Valentina Shevchenko
"Bullet"
Multi-time Muay Thai world champion with the most technical striking in women's MMA. Seven consecutive flyweight title defenses before the Alexa Grasso loss/regain trilogy.
On this page (7)
Stats
- Record
- 24-4-1
- Weight Class
- Women's Flyweight
- Promotion
- UFC
- Stance
- Switch
- Reach
- 67"
- Height
- 65" (5'5")
- Nationality
- Kyrgyzstan / Peru
- Born
- 1988-03-07
- Status
- Active
Titles
- UFC Women's Flyweight Champion (2018-2023, 2024-present)
Signature Techniques
The flyweight queen
Valentina "Bullet" Shevchenko held the UFC women's flyweight title from December 2018 to March 2023 — a four-and-a-half-year reign with seven consecutive title defenses. She lost the title to Alexa Grasso at UFC 285 (submission in round 4), drew the immediate rematch (Noche UFC, September 2023), and regained the title at UFC 306 in September 2024 (unanimous decision over Grasso). Her record stands at 24-4-1.

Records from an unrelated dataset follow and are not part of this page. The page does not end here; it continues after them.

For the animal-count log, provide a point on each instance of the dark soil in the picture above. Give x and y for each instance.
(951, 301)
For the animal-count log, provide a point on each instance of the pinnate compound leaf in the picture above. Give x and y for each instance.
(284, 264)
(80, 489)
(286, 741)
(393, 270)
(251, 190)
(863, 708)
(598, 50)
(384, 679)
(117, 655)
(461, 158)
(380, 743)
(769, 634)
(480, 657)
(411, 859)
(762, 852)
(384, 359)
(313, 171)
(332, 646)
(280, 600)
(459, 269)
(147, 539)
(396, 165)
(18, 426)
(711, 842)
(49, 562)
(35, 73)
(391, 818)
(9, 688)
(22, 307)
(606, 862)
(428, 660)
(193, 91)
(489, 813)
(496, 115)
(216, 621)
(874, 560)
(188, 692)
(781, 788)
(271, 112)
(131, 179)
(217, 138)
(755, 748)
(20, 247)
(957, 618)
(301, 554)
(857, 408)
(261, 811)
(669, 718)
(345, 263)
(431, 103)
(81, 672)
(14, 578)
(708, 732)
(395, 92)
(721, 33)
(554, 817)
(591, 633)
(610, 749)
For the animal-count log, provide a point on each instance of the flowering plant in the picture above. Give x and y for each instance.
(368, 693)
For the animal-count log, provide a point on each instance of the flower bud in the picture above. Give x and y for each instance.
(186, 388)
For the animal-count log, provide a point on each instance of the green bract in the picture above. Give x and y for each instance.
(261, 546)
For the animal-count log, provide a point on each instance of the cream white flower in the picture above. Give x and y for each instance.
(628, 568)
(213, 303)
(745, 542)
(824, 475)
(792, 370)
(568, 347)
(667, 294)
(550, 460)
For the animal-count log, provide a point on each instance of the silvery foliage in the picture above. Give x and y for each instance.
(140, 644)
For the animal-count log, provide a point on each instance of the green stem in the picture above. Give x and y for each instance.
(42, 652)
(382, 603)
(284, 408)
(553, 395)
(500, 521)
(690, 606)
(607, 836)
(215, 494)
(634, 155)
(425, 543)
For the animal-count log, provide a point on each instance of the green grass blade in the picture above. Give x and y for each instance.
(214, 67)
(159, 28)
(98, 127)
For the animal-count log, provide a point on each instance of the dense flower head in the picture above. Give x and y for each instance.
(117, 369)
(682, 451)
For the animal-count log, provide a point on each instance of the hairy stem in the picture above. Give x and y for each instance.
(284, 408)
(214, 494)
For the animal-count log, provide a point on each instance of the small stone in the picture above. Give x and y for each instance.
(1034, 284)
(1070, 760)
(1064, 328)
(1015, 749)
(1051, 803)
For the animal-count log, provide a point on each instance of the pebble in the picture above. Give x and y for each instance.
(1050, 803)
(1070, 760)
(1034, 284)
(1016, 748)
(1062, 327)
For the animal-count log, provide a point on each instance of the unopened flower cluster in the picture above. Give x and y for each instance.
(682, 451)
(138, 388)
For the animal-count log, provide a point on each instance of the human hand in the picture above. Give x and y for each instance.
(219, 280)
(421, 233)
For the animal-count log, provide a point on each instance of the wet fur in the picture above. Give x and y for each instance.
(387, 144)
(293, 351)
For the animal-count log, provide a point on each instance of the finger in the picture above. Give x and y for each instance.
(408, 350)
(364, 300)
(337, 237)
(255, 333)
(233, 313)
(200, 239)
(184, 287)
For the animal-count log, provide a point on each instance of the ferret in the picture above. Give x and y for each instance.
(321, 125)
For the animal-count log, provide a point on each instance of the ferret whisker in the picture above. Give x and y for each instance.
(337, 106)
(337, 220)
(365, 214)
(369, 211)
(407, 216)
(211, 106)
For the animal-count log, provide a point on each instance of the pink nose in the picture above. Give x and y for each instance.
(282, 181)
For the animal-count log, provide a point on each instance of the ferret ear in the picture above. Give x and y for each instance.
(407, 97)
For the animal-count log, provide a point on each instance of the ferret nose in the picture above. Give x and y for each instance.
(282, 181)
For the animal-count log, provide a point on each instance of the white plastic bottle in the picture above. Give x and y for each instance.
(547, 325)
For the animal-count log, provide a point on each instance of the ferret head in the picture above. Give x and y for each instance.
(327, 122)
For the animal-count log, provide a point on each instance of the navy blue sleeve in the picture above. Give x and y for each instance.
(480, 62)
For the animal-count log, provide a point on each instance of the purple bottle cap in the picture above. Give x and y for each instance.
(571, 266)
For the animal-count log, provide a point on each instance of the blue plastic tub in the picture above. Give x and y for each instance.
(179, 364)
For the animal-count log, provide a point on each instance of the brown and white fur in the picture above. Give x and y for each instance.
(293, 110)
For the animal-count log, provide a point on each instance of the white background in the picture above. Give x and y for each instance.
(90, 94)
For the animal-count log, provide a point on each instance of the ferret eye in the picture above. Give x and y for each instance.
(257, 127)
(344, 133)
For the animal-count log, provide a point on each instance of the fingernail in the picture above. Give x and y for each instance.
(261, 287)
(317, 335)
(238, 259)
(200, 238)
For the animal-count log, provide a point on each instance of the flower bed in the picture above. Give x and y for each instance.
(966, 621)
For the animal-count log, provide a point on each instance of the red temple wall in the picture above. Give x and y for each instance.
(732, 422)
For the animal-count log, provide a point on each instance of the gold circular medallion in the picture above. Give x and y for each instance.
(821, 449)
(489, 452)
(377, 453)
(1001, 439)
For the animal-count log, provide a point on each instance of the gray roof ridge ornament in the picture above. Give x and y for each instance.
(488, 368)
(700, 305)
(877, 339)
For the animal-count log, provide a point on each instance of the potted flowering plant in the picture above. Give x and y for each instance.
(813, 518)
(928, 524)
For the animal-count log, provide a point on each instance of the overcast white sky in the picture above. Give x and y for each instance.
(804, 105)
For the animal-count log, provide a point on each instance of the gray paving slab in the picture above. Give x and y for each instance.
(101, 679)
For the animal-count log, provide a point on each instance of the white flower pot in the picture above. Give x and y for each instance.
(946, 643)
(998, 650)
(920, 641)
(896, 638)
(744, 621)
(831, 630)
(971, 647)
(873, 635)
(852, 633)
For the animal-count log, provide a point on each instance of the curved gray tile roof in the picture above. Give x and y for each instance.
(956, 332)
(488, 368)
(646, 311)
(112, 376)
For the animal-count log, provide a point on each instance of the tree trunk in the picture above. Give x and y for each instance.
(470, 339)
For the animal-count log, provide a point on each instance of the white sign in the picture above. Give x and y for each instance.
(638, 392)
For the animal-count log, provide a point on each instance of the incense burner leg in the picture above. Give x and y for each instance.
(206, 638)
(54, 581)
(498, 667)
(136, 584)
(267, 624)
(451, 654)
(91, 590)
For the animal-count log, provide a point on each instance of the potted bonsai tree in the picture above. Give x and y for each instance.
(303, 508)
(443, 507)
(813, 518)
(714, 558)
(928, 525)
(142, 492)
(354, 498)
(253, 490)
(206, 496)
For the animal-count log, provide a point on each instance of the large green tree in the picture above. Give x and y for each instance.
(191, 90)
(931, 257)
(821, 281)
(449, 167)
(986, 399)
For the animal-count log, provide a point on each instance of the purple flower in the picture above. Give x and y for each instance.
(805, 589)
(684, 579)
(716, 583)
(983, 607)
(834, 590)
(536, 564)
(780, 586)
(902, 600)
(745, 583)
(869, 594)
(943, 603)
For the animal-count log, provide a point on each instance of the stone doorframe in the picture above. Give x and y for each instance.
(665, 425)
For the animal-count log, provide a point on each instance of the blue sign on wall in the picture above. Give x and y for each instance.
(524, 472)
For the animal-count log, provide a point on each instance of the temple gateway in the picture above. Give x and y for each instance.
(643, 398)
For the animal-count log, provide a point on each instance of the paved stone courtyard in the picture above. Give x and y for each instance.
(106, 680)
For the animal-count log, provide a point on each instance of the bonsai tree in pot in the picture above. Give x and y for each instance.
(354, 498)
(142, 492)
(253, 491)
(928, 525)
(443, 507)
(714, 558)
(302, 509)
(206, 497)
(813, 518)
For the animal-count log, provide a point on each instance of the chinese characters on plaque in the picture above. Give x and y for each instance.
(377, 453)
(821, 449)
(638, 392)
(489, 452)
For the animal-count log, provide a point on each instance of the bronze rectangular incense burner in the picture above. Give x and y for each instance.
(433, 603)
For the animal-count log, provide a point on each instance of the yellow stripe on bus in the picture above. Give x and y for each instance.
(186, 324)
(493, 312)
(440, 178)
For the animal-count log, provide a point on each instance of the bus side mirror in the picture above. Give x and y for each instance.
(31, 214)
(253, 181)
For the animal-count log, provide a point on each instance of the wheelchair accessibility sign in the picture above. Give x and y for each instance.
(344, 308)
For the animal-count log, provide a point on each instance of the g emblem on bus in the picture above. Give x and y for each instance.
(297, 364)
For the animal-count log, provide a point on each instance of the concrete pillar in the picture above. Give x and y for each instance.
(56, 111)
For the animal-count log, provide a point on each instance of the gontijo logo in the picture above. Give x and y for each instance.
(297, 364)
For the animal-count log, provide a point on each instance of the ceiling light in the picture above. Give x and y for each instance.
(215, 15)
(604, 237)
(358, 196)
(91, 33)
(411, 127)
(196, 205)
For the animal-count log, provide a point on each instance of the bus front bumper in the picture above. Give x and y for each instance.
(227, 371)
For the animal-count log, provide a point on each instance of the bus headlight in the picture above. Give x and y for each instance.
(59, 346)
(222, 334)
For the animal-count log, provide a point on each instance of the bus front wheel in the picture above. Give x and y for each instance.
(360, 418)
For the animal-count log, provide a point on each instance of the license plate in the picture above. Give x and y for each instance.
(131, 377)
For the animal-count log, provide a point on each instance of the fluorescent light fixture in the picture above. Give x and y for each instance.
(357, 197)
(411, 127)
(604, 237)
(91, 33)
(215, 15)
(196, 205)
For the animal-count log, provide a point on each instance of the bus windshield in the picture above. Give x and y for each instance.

Her résumé includes wins over Jessica Andrade, Joanna Jędrzejczyk (the bantamweight bout), Priscila Cachoeira, Liz Carmouche (twice), Jessica Eye, Katlyn Chookagian, Jennifer Maia, Jessica Andrade, Lauren Murphy, Taila Santos, and Manon Fiorot (UFC on ABC 9, 2025).
The Muay Thai foundation
Shevchenko's combat sports résumé is the deepest of any UFC women's champion. Before MMA she was:
- Multiple-time IFMA Muay Thai world champion (amateur)
- Multi-time WBC Muay Thai world champion (professional kickboxing)
- K-1 women's champion (2009-era)
The Muay Thai foundation produced the cleanest fundamental striking technique in women's MMA — the lead-leg side kicks, the body kicks to the rib cage, the spinning attacks (the spinning back-fist KO of Jessica Eye at UFC 238 was the canonical version), and the textbook clinch game with knee strikes.
The technical signature
The Shevchenko fight pattern at peak was textbook:
- Lead-leg kicks: front kicks, push kicks, and side kicks that controlled range and accumulated body damage.
- Counter striking: rear-hand counters thrown off opponent's commitment to a combination.
- Spinning attacks: the spinning back-fist that KO'd Jessica Eye, the spinning elbows from clinch range.
- Clinch work: Thai plum knee strikes and elbow finishes from collar-tie positions.
- Wrestling defense: 75%+ takedown defense at championship level, with frame-and-circle defenses against takedown attempts.
The Amanda Nunes rivalry
The Shevchenko-Nunes bouts (UFC Fight Night 47 in March 2016, UFC 215 in September 2017) were the most-debated outcomes in women's MMA history. Shevchenko lost both by decision — but the first bout was a split decision and the second was a unanimous decision (48-47 × 3) that many observers viewed as a robbery.
The two losses to Nunes are the structural limit on Shevchenko's case for the women's pound-for-pound top tier. Without those bouts, she's a clear #1 women's all-time fighter; with them, the comparison is closer.
The Alexa Grasso trilogy
The 2023 loss to Alexa Grasso at UFC 285 (submission via rear-naked choke in round 4) was Shevchenko's title-losing performance. Grasso's pressure-and-conditioning game produced the unexpected late-round finish — Shevchenko had been ahead on the scorecards through round 3.
The Noche UFC rematch in September 2023 ended in a majority draw (47-47, 47-47, 47-48 Grasso) — a result that left the title with Grasso and produced the third bout at UFC 306. Shevchenko regained the title at UFC 306 by unanimous decision (49-46, 49-46, 49-46).
The Manon Fiorot defense
The 2025 UFC on ABC 9 bout against Manon Fiorot was Shevchenko's first defense since recapturing the title. Fiorot — undefeated entering the bout — was the consensus next-generation flyweight contender. Shevchenko won by unanimous decision (49-46, 49-46, 49-46), demonstrating that her technical striking still operated at championship pace at age 37.
The legacy
Shevchenko's case for the women's all-time elite is the seven-defense title reign, the Muay Thai foundation, and the technical striking signature. The Nunes losses are the structural ceiling, but the body of work outside those two bouts is the strongest single-division case in women's MMA history.
Her case for the cleanest fundamental striking in women's MMA history is uncontested — every modern women's striker is working from the Shevchenko template.